What do you think? I think it perfectly makes sense.
That sound utterly sad right?
If you feel me then pity me. Once in awhile maybe try to cheer me up or something.
That day a senior told me about the regrets he had and how that feeling hurt him.
The wanted feeling was gone and he is wanting that back. When i meditate him i feel like i was actually soothing myself.
I have a fair share of feeling about this kinda dilemma. This almost complete gal with flaws also managed to get some flirty boys. Every time when things seem to be going somewhere or when they thought we could go further when we are really not or that i thought wrongly, those attention will stop eventually. Being highly needed attention i suddenly feel lonely which im used to. However i do not like the feeling of having it and then have it being taken away.
Sometimes it was me who back off. Cuz i only want the attention i seek for. I feel discomfort and reluctant for other kind of sweet talk and those flirty relationship which aint going anywhere.

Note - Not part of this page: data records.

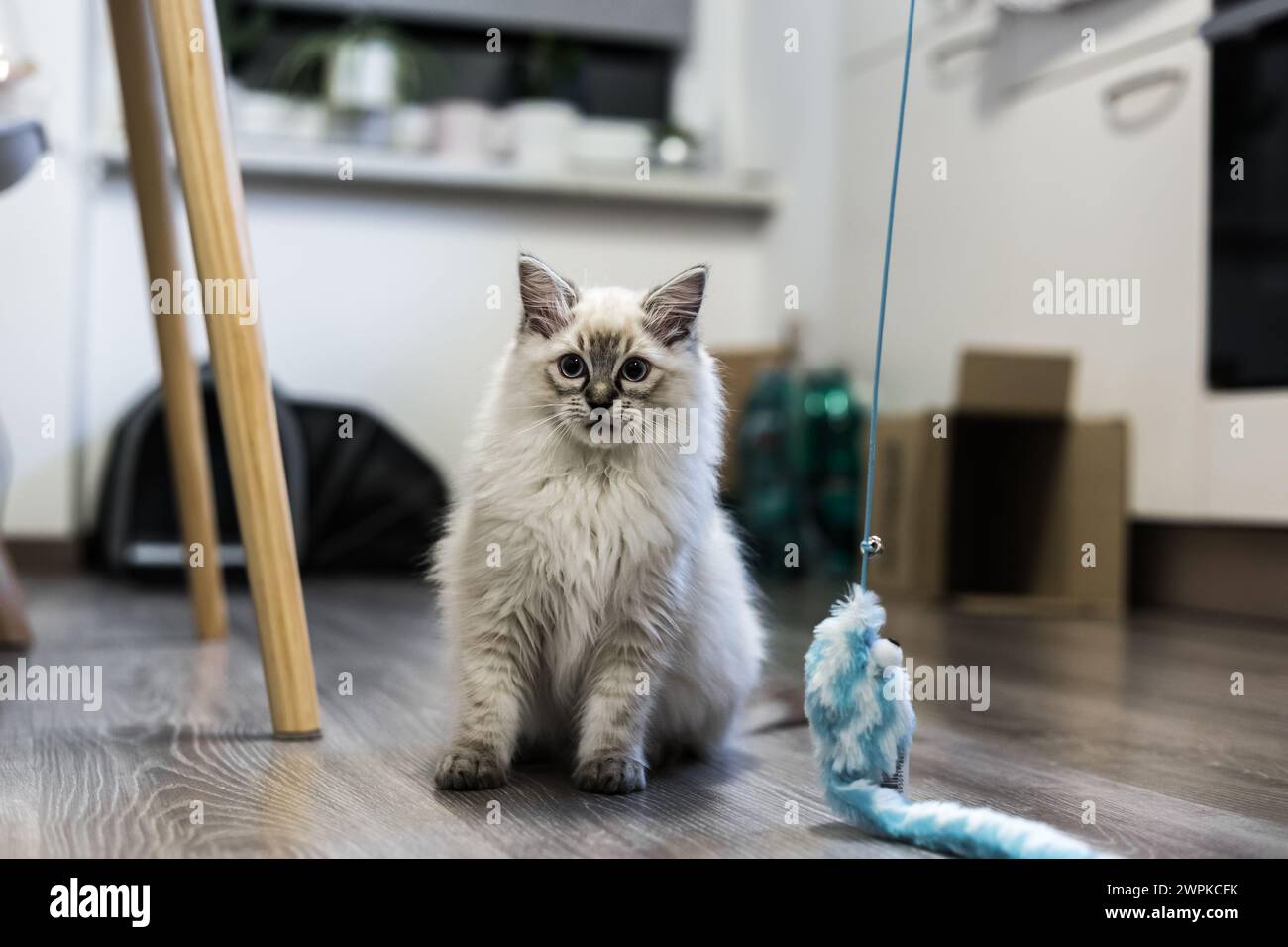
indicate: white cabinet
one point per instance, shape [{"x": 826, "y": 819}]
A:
[
  {"x": 1099, "y": 174},
  {"x": 874, "y": 31}
]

For who still confuse, im a pretty serious person especially towards sensitive issues like relationship and gender equality, strays and family.
You dont come mess with me and tell me things you dont mean cuz i will give you one tight slap on that pretty face. Oh i love you but sorry cuz i say it to other gals too. Oh i wanted to know u more and i really like you but i dont wish to be with you now, oh wait im just joking!
So, thats why im still alone and lonely. I am not waiting for mr right. God, mr right will have to die many times to get all the genes to be the man i truly wish for. I dont wanna die as old virgin too. Anway, work keep me going and the constant care to my job and my mom kinda make me not wanting to commit to another responsibility. I wanted to take in a puppy though. Yearning... but until i can find my heart to accept another future blows. I keep my ultimate goal close to my heart. To buy a banglo lot and save strays by which i mean poor animals. I wont save humans cuz they have functional brains. If human dont help themselves then they must die cuz they dont deserve to be alive and breathing. Waste of environment resources. Lol.
Im testing pendrives now and good, those stuff are working nicely. OcD kicks in. Downloaded 2 same songs but cant decide to keep which. Arghhhhh....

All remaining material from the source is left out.